There are plenty of things to keep in mind before you arrive for your interview, so here are five interview tips that have helped me. Hopefully they'll help you, too, as you head into that upcoming job interview.

Do your homework

Show up prepared by researching beyond-the-basics information about the position and company. Don't just visit their website and social media pages – search the company name so you're informed of recent events such as acquisitions or a newly appointed CEO. Also ask people in your network if they have any insight about the organization. Maybe a former classmate used to work for the company and can give you tips on navigating hierarchy. Then, as relevant interview questions come up, strategically share your knowledge about the company.

Learn how to answer the trickiest interview questions.

Be aware of your body language

Your nonverbal communication matters. Subtle cues, such as eye contact, facial expressions and posture, will affect how others perceive you. Do you tend to bite your nails or fiddle with your pen? If so, be aware so you can avoid distracting behaviors. Make sure you're coming across as confident, secure and capable. Demonstrate these traits by:

  • Smiling genuinely
  • Making eye contact
  • Not fidgeting
  • Sitting up straight (No slouching!)
  • And, of course, offering a firm handshake

Tell stories in the job interview

Don't just tell the interviewer that you're an excellent front-end web developer or copywriter, show him or her by referencing real-life examples of the impact you've made.
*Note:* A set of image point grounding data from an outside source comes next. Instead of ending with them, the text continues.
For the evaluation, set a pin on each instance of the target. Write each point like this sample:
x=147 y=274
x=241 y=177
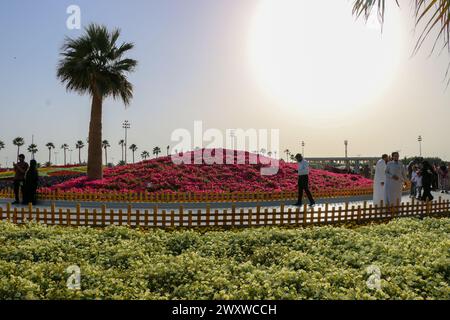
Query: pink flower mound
x=163 y=176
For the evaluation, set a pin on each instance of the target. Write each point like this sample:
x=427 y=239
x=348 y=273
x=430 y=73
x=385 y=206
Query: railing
x=187 y=197
x=280 y=216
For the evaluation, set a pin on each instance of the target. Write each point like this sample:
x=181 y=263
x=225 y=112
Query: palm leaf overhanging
x=434 y=14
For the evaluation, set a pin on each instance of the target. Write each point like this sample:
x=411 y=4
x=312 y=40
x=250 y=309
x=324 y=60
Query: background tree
x=122 y=145
x=65 y=147
x=79 y=145
x=50 y=146
x=18 y=142
x=105 y=146
x=156 y=151
x=94 y=64
x=32 y=148
x=432 y=14
x=133 y=149
x=145 y=155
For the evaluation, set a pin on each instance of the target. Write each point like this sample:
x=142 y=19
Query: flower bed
x=266 y=263
x=163 y=176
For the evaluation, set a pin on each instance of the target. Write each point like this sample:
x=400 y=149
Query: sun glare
x=313 y=56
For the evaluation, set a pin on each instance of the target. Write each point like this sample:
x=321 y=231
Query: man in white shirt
x=303 y=181
x=396 y=176
x=379 y=193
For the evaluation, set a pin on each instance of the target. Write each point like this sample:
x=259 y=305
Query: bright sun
x=313 y=56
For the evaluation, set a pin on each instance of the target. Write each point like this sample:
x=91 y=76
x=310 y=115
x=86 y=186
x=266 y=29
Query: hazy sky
x=304 y=67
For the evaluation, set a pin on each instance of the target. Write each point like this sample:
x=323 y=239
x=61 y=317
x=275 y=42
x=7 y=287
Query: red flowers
x=163 y=176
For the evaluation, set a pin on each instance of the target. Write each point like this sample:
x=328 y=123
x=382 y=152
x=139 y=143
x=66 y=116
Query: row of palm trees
x=19 y=142
x=79 y=145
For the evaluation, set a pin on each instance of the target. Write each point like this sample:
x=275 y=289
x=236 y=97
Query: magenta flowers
x=163 y=176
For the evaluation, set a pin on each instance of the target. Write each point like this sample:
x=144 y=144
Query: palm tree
x=50 y=146
x=94 y=64
x=122 y=145
x=32 y=148
x=19 y=141
x=105 y=146
x=156 y=151
x=433 y=14
x=133 y=149
x=79 y=145
x=65 y=147
x=145 y=155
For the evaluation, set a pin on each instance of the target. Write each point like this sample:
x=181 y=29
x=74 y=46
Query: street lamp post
x=126 y=125
x=420 y=145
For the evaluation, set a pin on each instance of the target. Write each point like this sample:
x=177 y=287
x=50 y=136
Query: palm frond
x=435 y=14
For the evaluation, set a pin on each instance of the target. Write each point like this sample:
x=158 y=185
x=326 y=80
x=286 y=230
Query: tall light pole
x=420 y=145
x=126 y=125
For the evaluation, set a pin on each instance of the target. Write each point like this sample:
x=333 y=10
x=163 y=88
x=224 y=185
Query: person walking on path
x=303 y=181
x=443 y=178
x=379 y=193
x=427 y=181
x=31 y=184
x=396 y=176
x=20 y=168
x=417 y=181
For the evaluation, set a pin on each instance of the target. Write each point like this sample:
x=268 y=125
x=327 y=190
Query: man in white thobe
x=379 y=193
x=396 y=176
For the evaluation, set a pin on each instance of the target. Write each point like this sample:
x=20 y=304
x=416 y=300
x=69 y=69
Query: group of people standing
x=26 y=180
x=391 y=176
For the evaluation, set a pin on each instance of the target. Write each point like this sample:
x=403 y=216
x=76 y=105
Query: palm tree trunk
x=95 y=170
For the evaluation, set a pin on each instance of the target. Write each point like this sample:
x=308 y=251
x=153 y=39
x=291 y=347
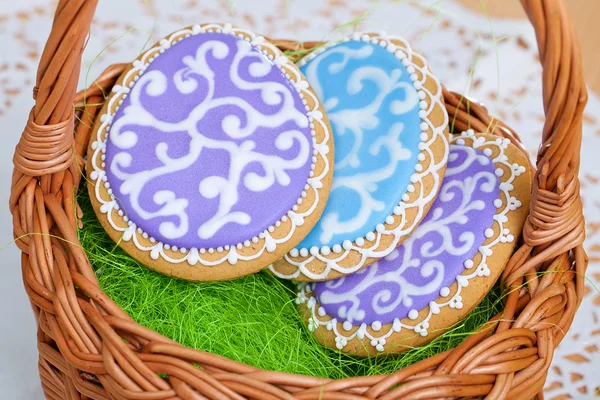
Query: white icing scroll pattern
x=428 y=168
x=154 y=83
x=378 y=333
x=264 y=241
x=392 y=286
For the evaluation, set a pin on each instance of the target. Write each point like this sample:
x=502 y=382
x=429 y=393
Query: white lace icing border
x=301 y=258
x=210 y=257
x=378 y=333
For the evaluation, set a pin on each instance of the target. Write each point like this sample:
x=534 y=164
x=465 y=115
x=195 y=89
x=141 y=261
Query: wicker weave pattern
x=82 y=354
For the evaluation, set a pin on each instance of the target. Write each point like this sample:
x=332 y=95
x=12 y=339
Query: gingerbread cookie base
x=337 y=322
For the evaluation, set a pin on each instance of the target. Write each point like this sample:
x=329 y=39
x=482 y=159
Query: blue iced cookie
x=390 y=130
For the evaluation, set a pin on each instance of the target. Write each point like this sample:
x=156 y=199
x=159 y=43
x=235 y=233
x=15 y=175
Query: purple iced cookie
x=421 y=287
x=212 y=151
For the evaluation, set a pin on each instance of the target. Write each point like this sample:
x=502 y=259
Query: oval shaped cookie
x=443 y=270
x=390 y=127
x=211 y=158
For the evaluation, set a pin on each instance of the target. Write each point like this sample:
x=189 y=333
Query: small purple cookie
x=211 y=158
x=443 y=269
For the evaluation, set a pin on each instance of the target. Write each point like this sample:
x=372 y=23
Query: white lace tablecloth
x=494 y=61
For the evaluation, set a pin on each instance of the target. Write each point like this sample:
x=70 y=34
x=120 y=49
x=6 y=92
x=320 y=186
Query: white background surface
x=453 y=40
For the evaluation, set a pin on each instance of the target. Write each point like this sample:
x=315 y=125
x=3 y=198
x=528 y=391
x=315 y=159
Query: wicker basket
x=81 y=330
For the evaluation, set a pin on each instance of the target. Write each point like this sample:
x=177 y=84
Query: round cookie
x=391 y=133
x=212 y=156
x=443 y=270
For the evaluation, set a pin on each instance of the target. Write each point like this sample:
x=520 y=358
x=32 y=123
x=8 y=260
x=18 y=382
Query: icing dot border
x=369 y=245
x=268 y=240
x=418 y=320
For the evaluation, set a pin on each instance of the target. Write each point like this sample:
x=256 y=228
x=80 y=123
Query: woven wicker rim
x=81 y=330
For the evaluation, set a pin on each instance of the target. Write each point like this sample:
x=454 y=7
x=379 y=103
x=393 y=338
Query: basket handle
x=564 y=92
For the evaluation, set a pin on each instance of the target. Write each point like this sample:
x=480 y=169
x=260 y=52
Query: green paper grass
x=253 y=320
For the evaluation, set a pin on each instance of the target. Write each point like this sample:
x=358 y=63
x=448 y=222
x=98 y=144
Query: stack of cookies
x=216 y=156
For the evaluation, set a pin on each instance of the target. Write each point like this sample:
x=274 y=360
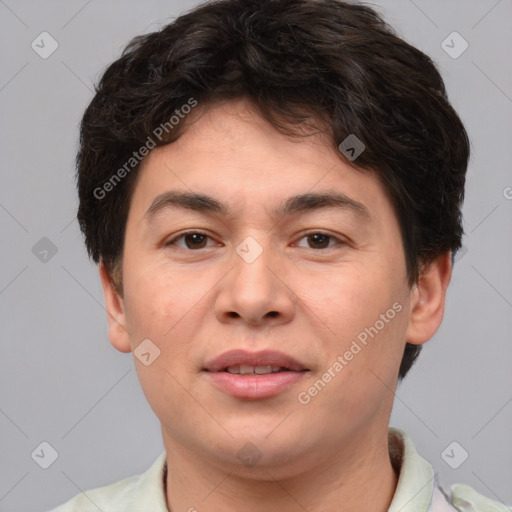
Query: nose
x=255 y=291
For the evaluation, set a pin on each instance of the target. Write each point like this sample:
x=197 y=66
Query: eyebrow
x=298 y=204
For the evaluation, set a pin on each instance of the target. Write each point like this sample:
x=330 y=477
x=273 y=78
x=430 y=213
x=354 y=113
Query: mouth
x=258 y=375
x=255 y=370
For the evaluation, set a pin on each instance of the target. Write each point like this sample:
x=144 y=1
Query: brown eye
x=320 y=241
x=193 y=240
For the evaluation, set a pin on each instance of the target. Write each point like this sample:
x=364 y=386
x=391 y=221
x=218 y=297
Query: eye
x=193 y=240
x=320 y=240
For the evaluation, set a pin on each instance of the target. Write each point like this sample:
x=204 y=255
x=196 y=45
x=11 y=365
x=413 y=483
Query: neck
x=358 y=475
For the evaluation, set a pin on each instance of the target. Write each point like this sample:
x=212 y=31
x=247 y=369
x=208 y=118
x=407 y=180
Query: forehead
x=229 y=155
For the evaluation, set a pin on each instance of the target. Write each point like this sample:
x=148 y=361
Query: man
x=273 y=191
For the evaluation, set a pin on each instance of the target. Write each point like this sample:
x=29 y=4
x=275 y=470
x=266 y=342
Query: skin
x=313 y=457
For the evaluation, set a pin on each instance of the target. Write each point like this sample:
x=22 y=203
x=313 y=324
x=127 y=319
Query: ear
x=428 y=299
x=114 y=303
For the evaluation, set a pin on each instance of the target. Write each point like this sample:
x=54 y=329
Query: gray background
x=60 y=379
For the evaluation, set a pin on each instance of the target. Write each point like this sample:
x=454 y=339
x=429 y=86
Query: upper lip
x=262 y=358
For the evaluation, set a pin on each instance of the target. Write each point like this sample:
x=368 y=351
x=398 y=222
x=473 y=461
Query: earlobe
x=428 y=300
x=117 y=332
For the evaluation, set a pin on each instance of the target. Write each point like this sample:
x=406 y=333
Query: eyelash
x=183 y=235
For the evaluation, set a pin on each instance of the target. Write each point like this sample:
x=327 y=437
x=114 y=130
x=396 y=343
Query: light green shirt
x=417 y=489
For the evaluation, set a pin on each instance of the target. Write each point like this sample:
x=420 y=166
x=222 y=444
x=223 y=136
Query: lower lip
x=254 y=386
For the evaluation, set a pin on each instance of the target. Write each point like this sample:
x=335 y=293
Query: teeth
x=253 y=370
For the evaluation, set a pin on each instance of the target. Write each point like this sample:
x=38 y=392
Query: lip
x=262 y=358
x=254 y=386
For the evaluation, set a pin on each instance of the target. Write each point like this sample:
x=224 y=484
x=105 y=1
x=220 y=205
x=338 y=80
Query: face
x=295 y=262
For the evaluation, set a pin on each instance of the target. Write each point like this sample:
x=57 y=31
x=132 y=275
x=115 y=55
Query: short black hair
x=327 y=64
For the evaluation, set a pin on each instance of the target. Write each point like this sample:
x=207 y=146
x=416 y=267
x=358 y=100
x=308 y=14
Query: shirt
x=417 y=489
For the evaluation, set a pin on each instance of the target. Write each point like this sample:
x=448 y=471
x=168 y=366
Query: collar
x=417 y=488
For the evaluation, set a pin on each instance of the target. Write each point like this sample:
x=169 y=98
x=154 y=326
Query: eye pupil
x=319 y=238
x=196 y=238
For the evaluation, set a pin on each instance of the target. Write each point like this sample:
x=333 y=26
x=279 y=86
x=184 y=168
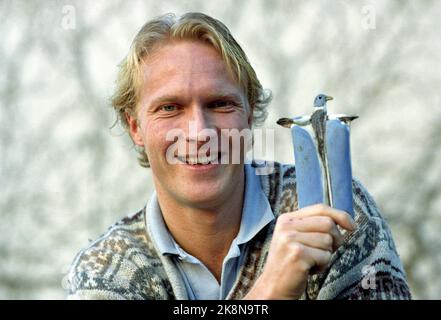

Share anecdotes that provide specific examples of how you've helped solve business problems. Describe the challenge, talk about your process and actions, and outline the final results.

Read about the five interview mistakes that will ruin your chances.

Ask thoughtful questions

This is not the time to inquire about salary. (You don't have the job yet!) Rather, follow the interview questions with some thoughtful questions of your own. Ask the hiring manager to describe an aspect of the job that might surprise you or what the team's process is for collaborating on projects. If you have a chance to meet with someone you'd be working with, ask for their take on company culture or what their biggest challenges are. Such questions help reinforce your interest in the position and the company.

Be yourself

The key to making a strong first impression is to simply show the real you. Try to avoid rehearsed responses and fluffy jargon. Instead interact in a way that's honest and genuine. If you can somehow tie a hobby to the job requirements, like photography or youth mentorship, for example, it can be an interesting conversation point.

If you're like my "star interviewer" friend, props to you. For the rest of us, I hope these interview tips help you step outside your comfort zone and land the creative job of your dreams. 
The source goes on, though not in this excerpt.